On the agenda: 250-plus local and international talents, all responding to the theme 'look through the image' — so, honing in on imagination, emotions and contemplation. A recurring idea among 2024's Now or Never events is peering beyond the surface, as reflected in a lineup that's jam-packed full of deep cuts.

While 2023's fest saw Melbourne's historic Royal Exhibition Building host its first large-scale live music performances in over 20 years, 2024's returns to the venue for four nights of tunes and audiovisual projections that aim to leave a big impression. Eartheater, Sandwell District, Erika De Casier, Ben Frost, Naretha Williams, Clark and DJ Donato Dozzy are all on the bill, as is the Australian debut of COUCOU CHLOE.

Still on Aussie premieres, DESASTRES from Marco Fusinato falls into that category, heading Down Under after first appearing at the Venice Biennale 2022 across a 200-day run. For just two days in Melbourne, audiences can peer at the world's largest LED volume screen for virtual production at NantStudios in Docklands cinema studios for this experimental noise performance project, which synchronises its guitar sounds with imagery. It's both a solo performance and an installation.

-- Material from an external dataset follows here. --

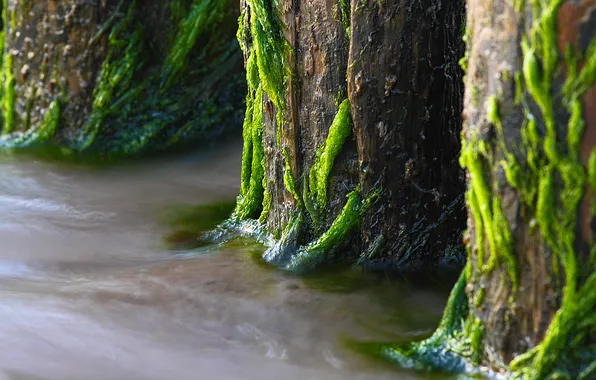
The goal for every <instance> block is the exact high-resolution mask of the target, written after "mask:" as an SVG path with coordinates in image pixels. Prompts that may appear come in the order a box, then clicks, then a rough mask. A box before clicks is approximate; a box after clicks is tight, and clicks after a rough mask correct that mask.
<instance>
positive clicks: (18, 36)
mask: <svg viewBox="0 0 596 380" xmlns="http://www.w3.org/2000/svg"><path fill="white" fill-rule="evenodd" d="M171 3H172V4H170V2H154V3H151V4H148V3H146V2H141V1H135V0H118V1H116V0H110V1H103V2H80V1H75V0H60V1H51V2H45V1H43V2H41V1H40V2H33V1H29V2H19V1H13V0H8V1H5V3H4V5H3V11H4V12H3V25H4V38H3V43H4V49H3V61H4V64H3V72H2V82H3V86H2V89H3V91H2V97H3V112H2V121H3V123H2V136H1V138H0V148H25V147H36V146H55V147H59V148H60V152H62V153H66V154H81V153H84V154H86V155H89V154H92V155H95V156H101V157H104V158H105V157H108V158H113V157H119V156H125V155H133V154H139V153H148V152H155V151H160V150H164V149H167V148H170V147H171V146H174V145H179V144H185V143H191V142H194V141H197V140H203V141H206V140H209V139H212V138H214V137H216V136H219V135H221V134H222V133H223V132H224V131H225V130H229V129H231V128H233V126H234V125H239V124H240V123H239V118H240V117H241V111H240V109H241V108H242V100H243V97H244V92H245V85H244V79H243V74H242V58H241V53H240V51H239V48H238V45H237V42H236V40H235V32H236V25H237V24H236V21H235V20H236V18H237V13H238V11H237V8H236V7H235V5H236V4H235V3H234V2H231V1H229V0H211V1H198V0H197V1H191V0H176V1H172V2H171ZM174 3H175V4H174ZM56 105H58V106H59V109H60V112H59V114H58V123H57V124H56V125H55V127H54V128H47V127H45V125H46V122H45V121H46V120H47V119H48V118H49V116H47V115H48V114H52V115H56V113H55V111H52V109H55V108H56ZM51 107H53V108H51Z"/></svg>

Across Thursday–Sunday nights, Joanie Lemercier will unveil Constellations above the Yarra River. This free AV installation projects lights to form shapes in the air, focusing on the cosmos, as accompanied by a soundscape by producer Paul Jebansam.

Similarly at the right price for everyone's wallets, the also-free Silent Symphony and Present Shock II hail from London's United Visual Artists. The first features Frost's compositions as part of celestial patterns given a sonic interpretation, in a piece that will never repeat. The second boasts a score by Massive Attack's Robert Del Naj with Robert Thomas, and is all about confronting a realm where alternative facts and post-truths now dwell.

At ACMI — and also presented by the Melbourne International Film Festival — the free world-premiere kajoo yannaga (come on let's walk together) will take participants on an interactive virtual and gamified walk on Country that puts First Nations knowledge at the fore, all thanks to Wiradjuri Scottish artist April Phillips. Or, hovering above Melbourne Museum Plaza, get ready to experience Peder Bjurman's augmented-reality experience Slow Walker, which turns a microscopic organism into a floating giant.

Elsewhere on the lineup, Roxane Gay's latest trip to Australia is tied to discussing 2023 book Opinions: A Decade of Arguments, Criticism, and Minding Other People's Business; Melbourne's HTRK and Britain's Actress are teaming up for a single evening; and Mutti Mutti, Yorta Yorta and Nari Nari man Kutcha Edwards is in the spotlight at Wuigada — Gagada (To Sing — Loud), which makes its Victorian premiere. There's also MOUNTAIN, a dance performance with costumes by Akira Isogawa, plus mycologist Merlin Sheldrake chatting about fungi, if you needed more examples of how wide-ranging the 2024 program is.